Aber ist es nicht verdammt großmäulig, Scholz immer noch als Kanzlerkandidaten verkaufen zu wollen? Andere kleine Parteien wie die FDP oder die Linkspartei beschränken sich doch auch auf Spitzenkandidaturen.

Für großmäulig halte ich Parteien, die nach der Bundestagswahl eine Regierung führen wollen, aber nicht mal in der Lage sind, ein Programm vorzulegen. Das ist Arbeitsverweigerung. Ich werde nicht behaupten, dass wir mit 16 Prozent zufrieden sind. Nur nehmen wir das nicht zum Anlass für Jammerei, sondern werden kämpfen. Politische Stimmungen ändern sich heute innerhalb kürzester Zeit, andere haben das jüngst erleben müssen. Für den 26. September ist weiterhin alles offen.

Die Grünen liegen in den Umfragen derzeit bei 26 Prozent und damit sogar vor der Union. Was machen die Grünen besser als Ihre Partei?
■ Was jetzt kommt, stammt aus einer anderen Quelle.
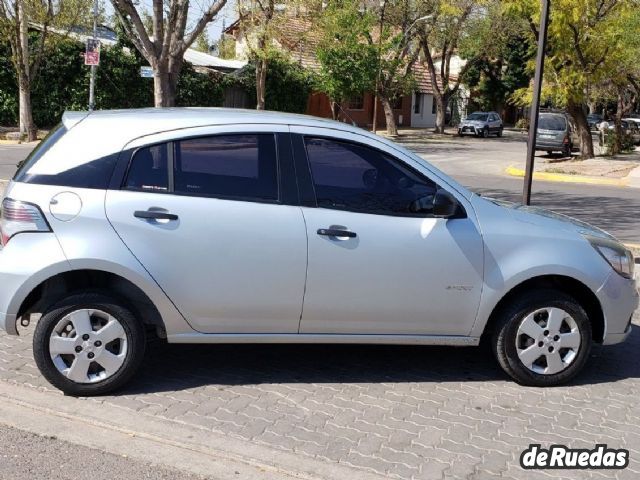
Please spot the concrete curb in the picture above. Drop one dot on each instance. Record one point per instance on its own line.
(95, 423)
(566, 178)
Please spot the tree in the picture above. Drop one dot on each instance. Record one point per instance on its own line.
(442, 37)
(165, 45)
(202, 43)
(348, 59)
(587, 40)
(395, 55)
(15, 18)
(258, 23)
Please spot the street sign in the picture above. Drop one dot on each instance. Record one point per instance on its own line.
(146, 72)
(92, 54)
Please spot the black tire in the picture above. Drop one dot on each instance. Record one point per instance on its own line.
(135, 338)
(508, 321)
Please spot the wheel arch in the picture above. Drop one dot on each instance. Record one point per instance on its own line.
(53, 289)
(569, 285)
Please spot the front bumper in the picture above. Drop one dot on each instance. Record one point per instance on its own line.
(619, 298)
(469, 130)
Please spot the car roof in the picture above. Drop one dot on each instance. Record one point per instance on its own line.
(146, 121)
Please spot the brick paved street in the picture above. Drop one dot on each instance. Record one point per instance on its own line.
(402, 412)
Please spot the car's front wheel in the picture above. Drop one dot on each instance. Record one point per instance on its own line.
(542, 338)
(88, 344)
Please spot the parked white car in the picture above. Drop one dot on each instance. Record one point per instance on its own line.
(231, 226)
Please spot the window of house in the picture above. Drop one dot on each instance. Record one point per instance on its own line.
(148, 169)
(228, 166)
(349, 176)
(356, 103)
(417, 107)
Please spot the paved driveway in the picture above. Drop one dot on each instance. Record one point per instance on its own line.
(401, 412)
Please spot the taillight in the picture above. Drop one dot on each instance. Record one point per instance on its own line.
(20, 217)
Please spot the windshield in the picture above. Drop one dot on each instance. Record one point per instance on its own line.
(478, 116)
(552, 122)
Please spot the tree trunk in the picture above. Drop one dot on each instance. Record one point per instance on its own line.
(334, 110)
(164, 87)
(261, 82)
(576, 110)
(617, 138)
(27, 127)
(441, 112)
(392, 128)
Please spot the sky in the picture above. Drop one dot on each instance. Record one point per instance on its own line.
(227, 14)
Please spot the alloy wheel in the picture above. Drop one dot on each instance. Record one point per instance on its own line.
(88, 345)
(548, 341)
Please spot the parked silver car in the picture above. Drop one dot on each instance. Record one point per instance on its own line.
(231, 226)
(556, 134)
(481, 124)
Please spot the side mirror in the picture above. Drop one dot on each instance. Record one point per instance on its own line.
(445, 205)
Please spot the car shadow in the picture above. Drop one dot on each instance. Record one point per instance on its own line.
(178, 367)
(610, 213)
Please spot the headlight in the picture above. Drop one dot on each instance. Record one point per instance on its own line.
(620, 258)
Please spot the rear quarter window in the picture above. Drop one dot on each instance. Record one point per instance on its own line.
(94, 173)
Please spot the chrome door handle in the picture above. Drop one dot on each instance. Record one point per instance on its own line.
(154, 215)
(333, 232)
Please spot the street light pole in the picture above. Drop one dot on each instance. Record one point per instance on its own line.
(92, 79)
(535, 102)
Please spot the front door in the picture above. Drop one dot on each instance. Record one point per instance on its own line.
(379, 262)
(205, 218)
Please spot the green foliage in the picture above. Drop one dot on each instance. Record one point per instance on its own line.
(63, 84)
(495, 80)
(610, 143)
(348, 60)
(590, 43)
(227, 47)
(287, 88)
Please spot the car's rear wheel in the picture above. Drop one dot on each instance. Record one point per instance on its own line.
(88, 344)
(542, 338)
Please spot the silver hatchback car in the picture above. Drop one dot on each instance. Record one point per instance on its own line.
(231, 226)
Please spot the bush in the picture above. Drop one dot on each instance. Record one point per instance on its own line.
(626, 143)
(287, 89)
(63, 83)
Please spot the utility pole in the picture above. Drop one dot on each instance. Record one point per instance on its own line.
(92, 80)
(383, 7)
(535, 102)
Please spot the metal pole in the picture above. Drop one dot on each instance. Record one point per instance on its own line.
(535, 102)
(383, 6)
(92, 79)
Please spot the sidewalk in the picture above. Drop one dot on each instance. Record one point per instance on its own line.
(621, 170)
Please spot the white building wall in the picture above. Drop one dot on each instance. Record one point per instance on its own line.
(423, 119)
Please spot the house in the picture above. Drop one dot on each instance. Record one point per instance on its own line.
(107, 36)
(296, 37)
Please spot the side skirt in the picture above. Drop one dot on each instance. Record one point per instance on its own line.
(453, 340)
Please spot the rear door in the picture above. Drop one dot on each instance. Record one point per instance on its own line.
(209, 217)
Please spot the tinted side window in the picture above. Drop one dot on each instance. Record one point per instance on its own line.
(148, 169)
(353, 177)
(233, 166)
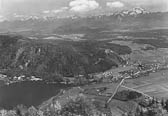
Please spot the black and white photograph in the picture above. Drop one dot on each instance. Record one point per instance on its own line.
(83, 57)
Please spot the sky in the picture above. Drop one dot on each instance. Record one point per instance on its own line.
(69, 7)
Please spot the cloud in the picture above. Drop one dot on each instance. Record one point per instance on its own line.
(83, 5)
(116, 4)
(46, 11)
(62, 9)
(2, 18)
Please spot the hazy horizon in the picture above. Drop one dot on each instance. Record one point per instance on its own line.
(10, 8)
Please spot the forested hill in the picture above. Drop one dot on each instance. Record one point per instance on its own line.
(55, 58)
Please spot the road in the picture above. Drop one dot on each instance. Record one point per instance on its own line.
(120, 85)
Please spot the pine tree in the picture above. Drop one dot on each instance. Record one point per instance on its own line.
(162, 102)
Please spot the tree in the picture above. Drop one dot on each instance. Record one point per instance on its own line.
(166, 105)
(163, 102)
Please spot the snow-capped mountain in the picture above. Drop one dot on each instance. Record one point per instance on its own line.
(133, 12)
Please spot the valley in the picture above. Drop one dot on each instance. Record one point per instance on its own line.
(109, 65)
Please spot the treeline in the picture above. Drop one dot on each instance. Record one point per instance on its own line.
(57, 58)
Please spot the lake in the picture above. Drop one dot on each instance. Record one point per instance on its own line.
(27, 93)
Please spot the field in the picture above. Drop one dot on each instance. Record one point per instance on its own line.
(156, 84)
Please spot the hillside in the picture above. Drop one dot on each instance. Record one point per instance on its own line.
(50, 59)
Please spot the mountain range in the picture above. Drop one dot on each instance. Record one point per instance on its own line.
(134, 19)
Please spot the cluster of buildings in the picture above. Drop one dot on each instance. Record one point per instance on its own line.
(8, 80)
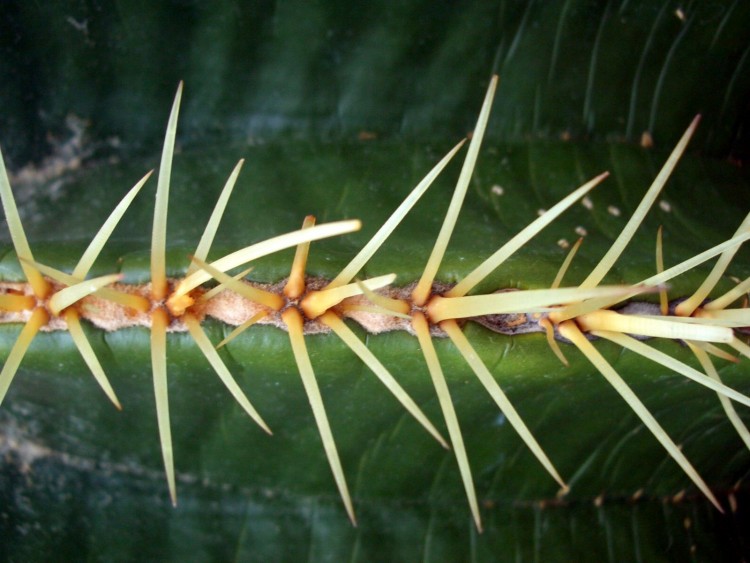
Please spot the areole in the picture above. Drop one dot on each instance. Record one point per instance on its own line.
(301, 305)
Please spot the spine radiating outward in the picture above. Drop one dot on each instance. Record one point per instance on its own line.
(56, 300)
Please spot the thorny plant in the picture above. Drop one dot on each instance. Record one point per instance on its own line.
(55, 300)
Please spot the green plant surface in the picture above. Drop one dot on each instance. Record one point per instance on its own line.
(80, 479)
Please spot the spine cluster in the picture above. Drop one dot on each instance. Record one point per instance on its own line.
(56, 300)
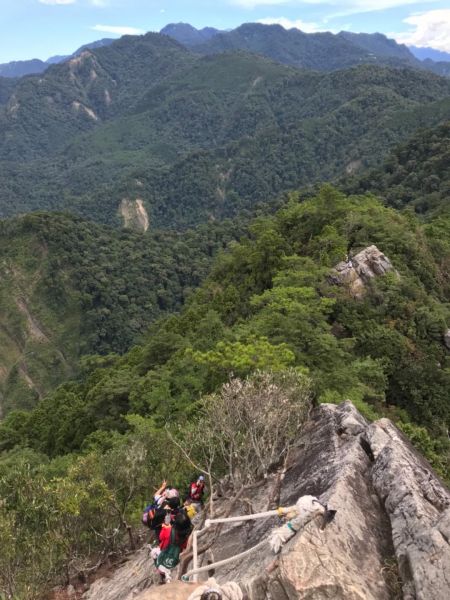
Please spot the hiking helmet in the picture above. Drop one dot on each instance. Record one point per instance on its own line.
(172, 493)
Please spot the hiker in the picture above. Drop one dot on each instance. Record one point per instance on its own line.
(195, 492)
(190, 508)
(173, 540)
(166, 500)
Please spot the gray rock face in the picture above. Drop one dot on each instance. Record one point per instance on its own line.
(134, 576)
(447, 338)
(389, 540)
(355, 273)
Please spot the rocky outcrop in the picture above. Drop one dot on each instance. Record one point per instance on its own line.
(389, 540)
(134, 215)
(447, 339)
(357, 271)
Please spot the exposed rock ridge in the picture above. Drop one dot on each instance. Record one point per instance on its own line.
(358, 270)
(390, 538)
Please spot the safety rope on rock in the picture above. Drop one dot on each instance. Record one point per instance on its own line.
(212, 591)
(225, 561)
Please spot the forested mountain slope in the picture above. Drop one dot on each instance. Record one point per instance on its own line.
(319, 51)
(45, 110)
(271, 303)
(416, 173)
(70, 288)
(213, 135)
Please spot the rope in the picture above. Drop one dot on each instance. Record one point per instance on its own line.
(212, 591)
(224, 562)
(269, 513)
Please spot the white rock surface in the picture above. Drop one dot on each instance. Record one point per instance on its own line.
(389, 540)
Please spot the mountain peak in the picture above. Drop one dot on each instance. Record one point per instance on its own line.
(188, 35)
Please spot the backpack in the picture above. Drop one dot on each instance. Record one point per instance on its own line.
(196, 491)
(148, 514)
(169, 557)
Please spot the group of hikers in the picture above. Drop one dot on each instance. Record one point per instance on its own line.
(171, 520)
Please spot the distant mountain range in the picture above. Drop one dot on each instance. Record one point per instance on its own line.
(320, 51)
(19, 68)
(430, 53)
(147, 122)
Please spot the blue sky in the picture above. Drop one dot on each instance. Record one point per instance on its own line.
(42, 28)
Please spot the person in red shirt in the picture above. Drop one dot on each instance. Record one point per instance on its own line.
(196, 491)
(173, 539)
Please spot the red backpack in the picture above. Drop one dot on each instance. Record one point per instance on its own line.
(196, 491)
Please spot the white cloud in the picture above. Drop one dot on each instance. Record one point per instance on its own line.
(430, 28)
(305, 26)
(255, 3)
(118, 30)
(98, 3)
(345, 7)
(57, 1)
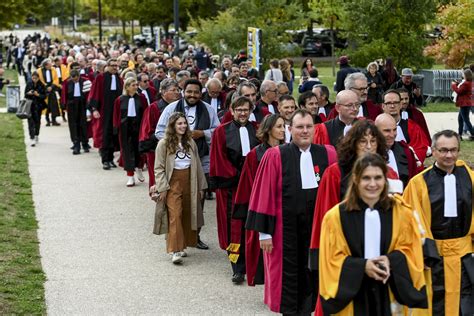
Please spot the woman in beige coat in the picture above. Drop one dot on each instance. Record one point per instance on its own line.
(180, 182)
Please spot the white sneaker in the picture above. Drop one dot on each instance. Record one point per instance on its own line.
(176, 258)
(140, 175)
(131, 181)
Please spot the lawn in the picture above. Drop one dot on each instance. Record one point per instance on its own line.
(12, 75)
(327, 78)
(22, 278)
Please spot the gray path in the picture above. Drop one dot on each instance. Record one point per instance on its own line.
(98, 251)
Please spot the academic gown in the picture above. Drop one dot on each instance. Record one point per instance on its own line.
(369, 108)
(344, 287)
(253, 253)
(224, 173)
(415, 138)
(101, 98)
(128, 129)
(279, 207)
(332, 189)
(329, 132)
(448, 237)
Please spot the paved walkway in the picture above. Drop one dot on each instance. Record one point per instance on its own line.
(98, 251)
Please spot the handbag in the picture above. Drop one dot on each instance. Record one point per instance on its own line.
(24, 110)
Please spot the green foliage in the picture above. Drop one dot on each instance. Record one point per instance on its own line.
(388, 28)
(226, 33)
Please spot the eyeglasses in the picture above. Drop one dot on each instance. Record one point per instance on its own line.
(391, 103)
(360, 89)
(445, 151)
(351, 105)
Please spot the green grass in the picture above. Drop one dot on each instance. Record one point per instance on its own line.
(327, 78)
(12, 75)
(21, 275)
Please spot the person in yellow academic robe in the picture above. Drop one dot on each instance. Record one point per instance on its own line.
(371, 259)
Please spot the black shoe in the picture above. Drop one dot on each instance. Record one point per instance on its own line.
(238, 278)
(201, 245)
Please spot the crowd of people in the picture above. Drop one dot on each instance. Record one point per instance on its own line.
(332, 206)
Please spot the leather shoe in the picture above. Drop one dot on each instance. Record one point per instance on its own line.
(201, 245)
(238, 278)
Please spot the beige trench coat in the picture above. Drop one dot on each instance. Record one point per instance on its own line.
(164, 166)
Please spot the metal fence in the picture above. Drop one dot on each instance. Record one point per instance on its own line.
(437, 83)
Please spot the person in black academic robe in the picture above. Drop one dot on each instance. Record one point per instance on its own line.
(371, 249)
(128, 112)
(106, 88)
(231, 142)
(74, 100)
(281, 209)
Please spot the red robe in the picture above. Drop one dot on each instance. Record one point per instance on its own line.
(98, 101)
(226, 162)
(253, 253)
(147, 139)
(275, 205)
(371, 111)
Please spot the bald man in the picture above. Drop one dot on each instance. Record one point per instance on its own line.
(347, 107)
(400, 157)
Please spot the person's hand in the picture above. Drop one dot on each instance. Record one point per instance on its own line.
(374, 271)
(266, 245)
(197, 134)
(162, 196)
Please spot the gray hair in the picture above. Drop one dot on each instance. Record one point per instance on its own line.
(350, 80)
(183, 75)
(265, 86)
(214, 81)
(167, 83)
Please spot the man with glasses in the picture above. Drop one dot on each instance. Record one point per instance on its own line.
(231, 142)
(330, 132)
(106, 88)
(145, 88)
(202, 120)
(357, 83)
(268, 94)
(442, 195)
(407, 130)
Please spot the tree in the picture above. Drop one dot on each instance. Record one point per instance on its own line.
(457, 41)
(227, 32)
(389, 28)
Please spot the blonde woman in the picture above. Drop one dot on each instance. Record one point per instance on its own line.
(179, 187)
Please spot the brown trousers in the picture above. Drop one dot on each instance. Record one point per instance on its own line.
(178, 202)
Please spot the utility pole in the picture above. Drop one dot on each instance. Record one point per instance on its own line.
(100, 21)
(176, 27)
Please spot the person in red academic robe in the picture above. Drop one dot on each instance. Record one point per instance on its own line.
(271, 133)
(280, 210)
(330, 132)
(407, 130)
(231, 142)
(128, 111)
(106, 88)
(363, 137)
(409, 111)
(147, 139)
(357, 82)
(400, 157)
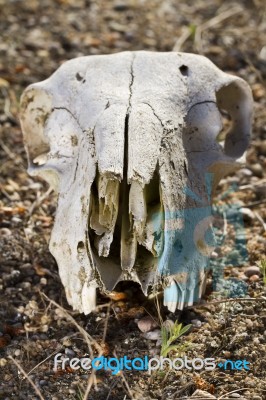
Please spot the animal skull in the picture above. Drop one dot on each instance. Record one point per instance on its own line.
(129, 142)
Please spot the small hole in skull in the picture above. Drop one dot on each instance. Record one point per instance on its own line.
(184, 70)
(80, 247)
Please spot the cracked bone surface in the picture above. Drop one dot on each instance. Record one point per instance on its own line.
(129, 142)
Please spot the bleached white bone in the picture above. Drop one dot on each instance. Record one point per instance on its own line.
(129, 141)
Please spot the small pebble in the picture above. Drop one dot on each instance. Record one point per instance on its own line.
(168, 324)
(153, 335)
(252, 270)
(254, 278)
(257, 170)
(147, 324)
(196, 322)
(3, 362)
(70, 352)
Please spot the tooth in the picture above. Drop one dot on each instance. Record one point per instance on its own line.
(128, 244)
(153, 233)
(88, 296)
(137, 207)
(108, 190)
(103, 244)
(94, 219)
(171, 296)
(41, 159)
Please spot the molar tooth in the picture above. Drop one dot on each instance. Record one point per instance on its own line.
(171, 296)
(108, 190)
(88, 297)
(137, 207)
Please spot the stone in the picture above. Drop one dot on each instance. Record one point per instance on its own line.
(153, 335)
(252, 270)
(147, 324)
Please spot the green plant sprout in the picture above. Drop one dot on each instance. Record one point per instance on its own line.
(170, 335)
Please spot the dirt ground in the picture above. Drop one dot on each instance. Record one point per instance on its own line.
(36, 37)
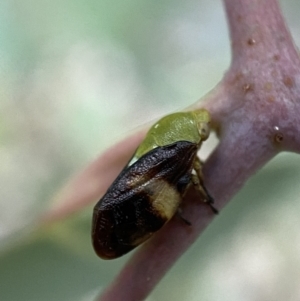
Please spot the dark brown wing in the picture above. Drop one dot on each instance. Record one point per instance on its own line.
(142, 198)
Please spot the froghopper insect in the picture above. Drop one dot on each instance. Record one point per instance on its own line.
(149, 190)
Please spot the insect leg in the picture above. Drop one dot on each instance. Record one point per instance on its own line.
(197, 180)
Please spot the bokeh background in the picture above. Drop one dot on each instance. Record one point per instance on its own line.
(76, 77)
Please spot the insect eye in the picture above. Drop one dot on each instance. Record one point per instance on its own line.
(204, 130)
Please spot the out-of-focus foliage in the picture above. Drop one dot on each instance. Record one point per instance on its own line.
(76, 76)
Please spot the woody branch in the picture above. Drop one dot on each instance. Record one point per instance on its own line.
(256, 113)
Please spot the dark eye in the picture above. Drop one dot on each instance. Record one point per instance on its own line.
(204, 130)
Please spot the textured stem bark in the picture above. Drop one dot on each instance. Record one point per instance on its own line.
(256, 112)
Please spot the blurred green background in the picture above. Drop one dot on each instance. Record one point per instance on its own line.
(77, 76)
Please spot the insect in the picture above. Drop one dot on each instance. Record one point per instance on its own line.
(148, 191)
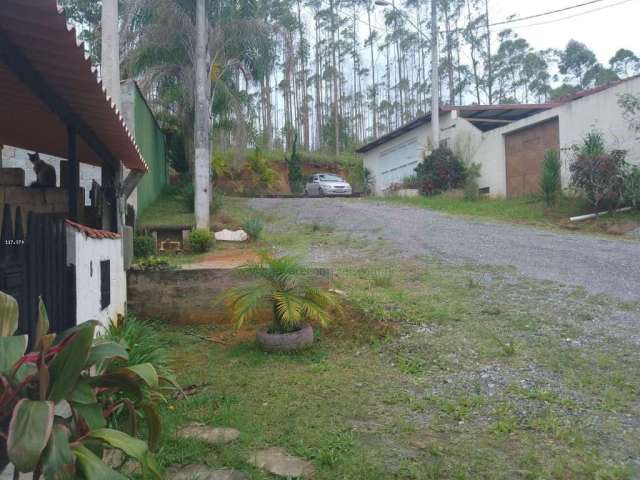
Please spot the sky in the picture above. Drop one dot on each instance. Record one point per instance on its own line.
(613, 24)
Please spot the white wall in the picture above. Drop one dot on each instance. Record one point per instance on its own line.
(86, 253)
(17, 158)
(599, 111)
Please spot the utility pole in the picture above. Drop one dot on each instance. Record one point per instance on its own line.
(435, 78)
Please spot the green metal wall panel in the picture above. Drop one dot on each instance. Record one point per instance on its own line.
(152, 144)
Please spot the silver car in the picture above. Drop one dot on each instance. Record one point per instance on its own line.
(327, 184)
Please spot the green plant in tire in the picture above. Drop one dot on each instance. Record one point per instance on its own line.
(285, 287)
(254, 227)
(67, 370)
(550, 177)
(200, 240)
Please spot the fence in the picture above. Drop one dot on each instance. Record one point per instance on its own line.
(33, 264)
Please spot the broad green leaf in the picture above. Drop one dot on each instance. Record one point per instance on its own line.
(132, 447)
(42, 326)
(83, 393)
(59, 461)
(107, 351)
(144, 371)
(118, 381)
(29, 433)
(25, 370)
(154, 424)
(92, 414)
(69, 363)
(11, 350)
(8, 315)
(93, 468)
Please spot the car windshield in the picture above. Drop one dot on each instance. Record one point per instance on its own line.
(330, 178)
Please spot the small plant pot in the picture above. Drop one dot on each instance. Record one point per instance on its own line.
(285, 342)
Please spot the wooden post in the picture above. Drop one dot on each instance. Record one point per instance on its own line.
(73, 172)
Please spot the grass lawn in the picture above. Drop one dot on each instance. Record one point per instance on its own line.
(435, 371)
(528, 210)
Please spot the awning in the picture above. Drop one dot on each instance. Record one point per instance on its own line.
(48, 84)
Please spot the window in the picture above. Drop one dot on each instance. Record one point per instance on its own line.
(105, 284)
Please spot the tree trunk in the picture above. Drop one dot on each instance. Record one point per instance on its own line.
(202, 134)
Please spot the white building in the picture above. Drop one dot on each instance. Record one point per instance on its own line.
(508, 141)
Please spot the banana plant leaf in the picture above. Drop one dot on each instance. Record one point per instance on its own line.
(29, 433)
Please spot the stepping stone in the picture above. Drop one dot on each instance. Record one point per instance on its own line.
(202, 472)
(215, 435)
(277, 462)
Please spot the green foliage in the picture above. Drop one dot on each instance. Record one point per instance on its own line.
(143, 344)
(288, 289)
(97, 381)
(597, 173)
(296, 177)
(200, 240)
(254, 227)
(143, 246)
(260, 167)
(471, 186)
(550, 177)
(442, 170)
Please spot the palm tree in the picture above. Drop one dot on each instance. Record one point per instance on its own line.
(285, 287)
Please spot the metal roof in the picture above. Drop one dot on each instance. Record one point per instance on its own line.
(47, 82)
(489, 117)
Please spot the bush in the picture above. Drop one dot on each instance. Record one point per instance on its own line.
(200, 240)
(259, 166)
(442, 170)
(254, 227)
(550, 178)
(296, 178)
(632, 186)
(471, 186)
(143, 246)
(600, 175)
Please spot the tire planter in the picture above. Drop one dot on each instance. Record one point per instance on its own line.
(285, 342)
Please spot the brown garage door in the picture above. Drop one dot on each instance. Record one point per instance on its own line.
(524, 152)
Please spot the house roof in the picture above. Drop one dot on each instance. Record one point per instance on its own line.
(489, 117)
(92, 232)
(48, 82)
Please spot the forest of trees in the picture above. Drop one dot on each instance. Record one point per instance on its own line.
(335, 72)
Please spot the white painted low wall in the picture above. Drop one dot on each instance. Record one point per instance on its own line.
(86, 253)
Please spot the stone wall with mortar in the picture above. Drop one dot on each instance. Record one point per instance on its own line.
(186, 297)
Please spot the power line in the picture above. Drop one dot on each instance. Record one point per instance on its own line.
(544, 14)
(555, 20)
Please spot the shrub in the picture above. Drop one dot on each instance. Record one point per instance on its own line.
(471, 186)
(550, 178)
(96, 381)
(200, 240)
(254, 227)
(600, 175)
(287, 289)
(632, 186)
(143, 246)
(442, 170)
(259, 166)
(296, 178)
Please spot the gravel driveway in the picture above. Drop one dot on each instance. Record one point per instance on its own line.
(598, 264)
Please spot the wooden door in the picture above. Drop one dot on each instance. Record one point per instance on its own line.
(524, 151)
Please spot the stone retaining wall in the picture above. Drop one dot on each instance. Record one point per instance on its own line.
(186, 297)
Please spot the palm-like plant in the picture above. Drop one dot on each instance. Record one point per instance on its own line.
(288, 288)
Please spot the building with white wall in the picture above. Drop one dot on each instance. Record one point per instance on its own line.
(508, 141)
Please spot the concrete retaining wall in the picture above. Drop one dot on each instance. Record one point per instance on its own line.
(187, 297)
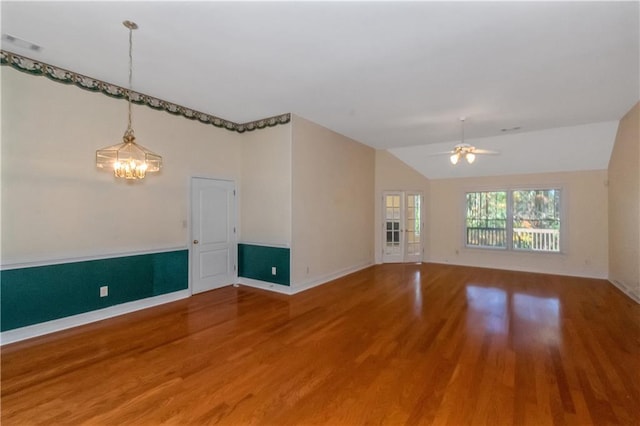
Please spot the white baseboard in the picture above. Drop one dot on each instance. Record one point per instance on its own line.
(35, 330)
(329, 277)
(620, 286)
(290, 290)
(264, 285)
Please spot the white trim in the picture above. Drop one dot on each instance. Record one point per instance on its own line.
(112, 255)
(330, 277)
(291, 290)
(272, 245)
(35, 330)
(541, 270)
(264, 285)
(629, 292)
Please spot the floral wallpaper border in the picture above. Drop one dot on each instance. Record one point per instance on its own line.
(31, 66)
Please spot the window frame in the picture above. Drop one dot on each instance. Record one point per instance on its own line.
(509, 217)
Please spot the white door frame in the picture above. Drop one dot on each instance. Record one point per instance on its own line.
(191, 230)
(402, 255)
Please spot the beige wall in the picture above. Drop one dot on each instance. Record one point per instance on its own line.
(585, 225)
(333, 205)
(624, 205)
(57, 205)
(265, 196)
(394, 175)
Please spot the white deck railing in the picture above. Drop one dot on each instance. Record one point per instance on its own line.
(537, 239)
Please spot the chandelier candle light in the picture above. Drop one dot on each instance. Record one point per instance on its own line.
(128, 160)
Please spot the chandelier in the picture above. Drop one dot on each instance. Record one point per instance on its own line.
(128, 160)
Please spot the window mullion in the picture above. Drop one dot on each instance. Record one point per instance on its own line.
(509, 220)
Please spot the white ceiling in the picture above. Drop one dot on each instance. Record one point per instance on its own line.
(388, 74)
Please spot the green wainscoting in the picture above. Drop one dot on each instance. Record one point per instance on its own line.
(43, 293)
(256, 262)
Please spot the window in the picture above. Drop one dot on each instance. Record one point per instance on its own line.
(522, 220)
(487, 219)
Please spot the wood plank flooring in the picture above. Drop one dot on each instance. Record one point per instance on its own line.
(393, 344)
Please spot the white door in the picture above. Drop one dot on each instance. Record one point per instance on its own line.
(213, 225)
(402, 239)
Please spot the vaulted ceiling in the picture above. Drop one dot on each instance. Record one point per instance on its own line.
(392, 75)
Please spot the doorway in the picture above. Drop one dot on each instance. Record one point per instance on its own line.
(402, 236)
(213, 234)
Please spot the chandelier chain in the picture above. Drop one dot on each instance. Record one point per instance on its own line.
(129, 128)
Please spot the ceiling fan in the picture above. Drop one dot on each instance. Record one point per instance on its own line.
(464, 150)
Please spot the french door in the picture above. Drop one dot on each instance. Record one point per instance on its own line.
(402, 239)
(214, 245)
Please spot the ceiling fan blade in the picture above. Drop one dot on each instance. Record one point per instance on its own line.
(433, 154)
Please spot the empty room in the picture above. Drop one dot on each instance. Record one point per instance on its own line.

Den Grünen ist zu gratulieren, denn sie haben in den letzten Monaten handwerklich sehr vieles richtig gemacht, das kann doch niemand ernsthaft bestreiten. Und klar: Aus der Opposition heraus wirkt vieles erst mal entschlossener, dynamischer und manchmal auch fröhlicher. Im Wahlkampf wird es aber auch um die Frage gehen, wer aus schmissigen Forderungen tatsächliche Politik machen kann und was den Parteien wirklich wichtig ist – insbesondere wenn sie in Koalitionen Kompromisse eingehen müssen. Die grüne Realität in einigen Landesregierungen ist da deutlich trauriger als die sympathischen Auftritte von Annalena Baerbock.

Im Interview: Kevin Kühnert

Jahrgang 1989, ist mit 15 Jahren in die SPD eingetreten, war Bundesvorsitzender der Jusos und ist seit Dezember 2021 Generalsekretär der SPD.

Aber müssen Sie nicht befürchten, dass die SPD im Wahlkampf wie in Baden-Württemberg zwischen Union und Grünen zerrieben wird?

Am gleichen Tag hat Malu Dreyer übrigens furios in Rheinland-Pfalz gewonnen. Aber lassen Sie uns genauer hinsehen, was im Ländle passiert ist. Wie bei den meisten Wahlen der letzten Jahre ging es auch in Baden-Württemberg um das Vertrauen in Personen. Im Ring standen ein beliebter Ministerpräsident und eine unglückliche Bildungsministerin, andere nicht. Das war quasi ein Elfmeter ohne Torwart. Bei der Bundestagswahl wird es auch um Vertrauen in Personen gehen. Nur stehen sich hier mit Scholz, Baerbock und Laschet drei Kandidierende gegenüber – und keine Amtsinhaberin. Alle Umfragen zeigen, dass dieses Rennen komplett offen ist.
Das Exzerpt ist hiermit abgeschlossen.